Madame Lila s'approcha.
— Tu veux ton plan ? Et ton minuteur ?
Nino hocha la tête. Elle lui glissa une petite fiche avec de gros mots-clés, et un badge discret : “Je peux faire une pause”.
— Si tu en as besoin, tu lèves le badge, et tu vas boire une gorgée d'eau. Personne ne discutera, dit-elle.
Sur scène, Sami commença, sûr comme un tambour bien tendu :
— Bonjour ! Nous allons vous parler des forces de chacun dans la forêt.
Jo montra l'affiche, bien dessinée, avec des chemins, des flèches, et des animaux en action.
Rina enchaîna avec des phrases fluides :
— Dans une classe, on n'a pas tous la même façon d'apprendre. Et c'est normal. Comme dans la forêt : certains grimpent, d'autres creusent, d'autres observent.
Puis ce fut au tour de Nino. Il sentit ses pattes picoter. Il pensa : “Je suis une radio fine. Je peux choisir ma fréquence.”
Il parla, pas trop vite, en regardant sa fiche.
— Parfois, le bruit et la lumière prennent toute la place dans ma tête. Alors, un espace calme m'aide à retrouver mes idées. Ce n'est pas un privilège : c'est un aménagement. Comme une paire de lunettes pour mieux lire, ou une rampe pour mieux monter.
Il fit une pause, puis ajouta avec un petit sourire :
— Et bonne nouvelle : quand ma radio est réglée, je capte des idées assez rapides… et parfois même des blagues.
Quelques rires légers montèrent. Nino se sentit plus grand, sans gonfler.
À la fin, ils conclurent ensemble, en chœur, comme ils l'avaient répété :
— Quand on adapte l'école, on n'avantage pas quelqu'un. On permet à chacun de montrer sa force.
Chapitre 6
Après les applaudissements, Madame Lila proposa un tour de parole en classe, assis en cercle. Elle posa une petite pomme de pin au centre.
— Celui qui tient la pomme de pin parle. Les autres écoutent. Chacun aura son tour.
La pomme de pin passa de patte en patte.
Jo commença :
— J'ai aimé qu'on fasse une affiche. Dessiner, ça m'aide à réfléchir. Et j'ai compris que le coin calme, c'est comme… un outil dans une boîte. On ne l'utilise pas tout le temps, mais quand il faut, ça change tout.
Rina prit la pomme de pin :
— J'ai aimé qu'on mette des mots simples. Et j'ai aimé apprendre que demander de l'aide, ce n'est pas se plaindre. C'est se connaître.
Sami la prit à son tour, et parla sans faire le malin :
— J'ai appris que je peux poser des questions sans me moquer. Et… que moi aussi j'ai le droit de dire quand j'en ai marre du bruit. On peut être fort et quand même avoir besoin de calme.
Enfin, Nino prit la pomme de pin. Il la sentit rugueuse, solide.

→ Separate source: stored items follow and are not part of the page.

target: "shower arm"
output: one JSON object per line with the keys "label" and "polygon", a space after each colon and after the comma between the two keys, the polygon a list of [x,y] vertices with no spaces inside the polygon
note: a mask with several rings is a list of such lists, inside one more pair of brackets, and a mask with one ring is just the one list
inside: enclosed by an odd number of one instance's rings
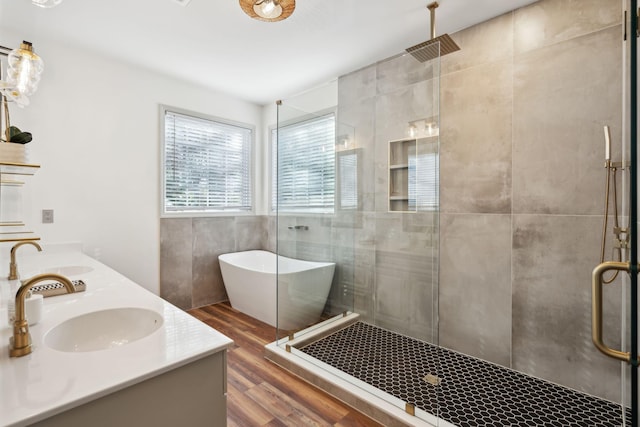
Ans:
{"label": "shower arm", "polygon": [[439,5],[437,1],[434,1],[427,6],[427,9],[429,9],[429,14],[431,15],[431,40],[436,38],[436,9],[438,6]]}

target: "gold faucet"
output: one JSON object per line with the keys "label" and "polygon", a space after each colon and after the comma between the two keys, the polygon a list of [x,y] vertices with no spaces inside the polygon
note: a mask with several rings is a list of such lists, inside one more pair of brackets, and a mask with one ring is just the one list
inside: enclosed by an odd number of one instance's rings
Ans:
{"label": "gold faucet", "polygon": [[64,285],[67,293],[74,293],[76,289],[73,287],[71,280],[60,274],[45,273],[33,276],[25,280],[16,293],[16,318],[13,322],[13,337],[9,339],[9,356],[22,357],[31,353],[31,334],[29,333],[29,322],[25,316],[24,300],[29,290],[43,280],[56,280]]}
{"label": "gold faucet", "polygon": [[42,251],[39,244],[33,240],[27,240],[26,242],[20,242],[11,248],[11,262],[9,263],[9,280],[16,280],[18,278],[18,264],[16,263],[16,251],[22,245],[33,245],[38,249],[38,252]]}

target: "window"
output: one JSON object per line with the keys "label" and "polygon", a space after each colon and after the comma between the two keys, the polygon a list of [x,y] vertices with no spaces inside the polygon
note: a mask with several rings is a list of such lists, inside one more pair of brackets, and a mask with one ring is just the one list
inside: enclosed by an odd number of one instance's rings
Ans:
{"label": "window", "polygon": [[342,150],[337,153],[338,163],[338,208],[353,210],[360,207],[360,171],[358,157],[360,149]]}
{"label": "window", "polygon": [[253,130],[162,109],[163,213],[251,211]]}
{"label": "window", "polygon": [[[429,147],[429,144],[423,145]],[[437,146],[431,145],[431,152],[409,157],[409,210],[428,211],[438,208],[438,155],[435,152]]]}
{"label": "window", "polygon": [[333,113],[272,131],[272,209],[333,212],[335,133]]}

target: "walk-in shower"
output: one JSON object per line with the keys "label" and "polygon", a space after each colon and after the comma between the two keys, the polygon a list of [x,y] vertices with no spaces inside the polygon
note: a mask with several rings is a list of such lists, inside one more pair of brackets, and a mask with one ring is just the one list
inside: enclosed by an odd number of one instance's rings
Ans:
{"label": "walk-in shower", "polygon": [[[631,425],[629,367],[591,339],[602,126],[628,136],[605,3],[571,32],[566,2],[542,0],[454,34],[458,53],[278,104],[277,251],[336,267],[323,320],[278,328],[270,359],[384,425]],[[622,276],[601,301],[614,348]]]}

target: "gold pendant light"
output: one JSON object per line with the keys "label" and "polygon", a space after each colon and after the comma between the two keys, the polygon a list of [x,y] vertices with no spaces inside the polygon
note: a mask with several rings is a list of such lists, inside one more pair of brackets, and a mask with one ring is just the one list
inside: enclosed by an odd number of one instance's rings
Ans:
{"label": "gold pendant light", "polygon": [[244,13],[259,21],[287,19],[296,8],[296,0],[240,0]]}

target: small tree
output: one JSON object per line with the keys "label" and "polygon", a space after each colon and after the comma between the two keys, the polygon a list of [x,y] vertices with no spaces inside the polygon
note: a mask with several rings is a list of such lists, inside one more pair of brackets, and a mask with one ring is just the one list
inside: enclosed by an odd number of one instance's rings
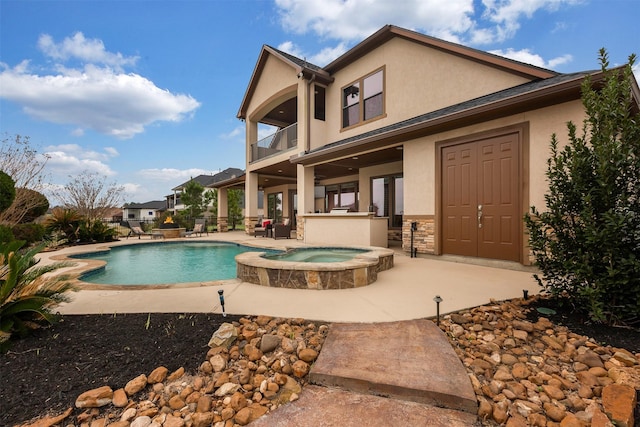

— J'ai appris que je peux dire ce dont j'ai besoin, clairement. Et que les autres peuvent comprendre. Mon cerveau-radio n'est pas un défaut : c'est une sensibilité qui devient une force quand on règle le volume et qu'on s'organise.
Madame Lila conclut, en regardant chacun :
— Merci. Dans cette classe, on ne cherche pas à être tous pareils. On cherche à se faire de la place, pour que chacun puisse apprendre. Demain, la zone calme restera. Et le coin tranquille aussi.
Nino sortit dans le couloir. Les bruits étaient toujours là, bien sûr. Mais maintenant, il savait qu'il avait des stratégies, des mots, et une équipe. Et surtout, il savait qu'une classe peut grandir, simplement, en écoutant un peu mieux.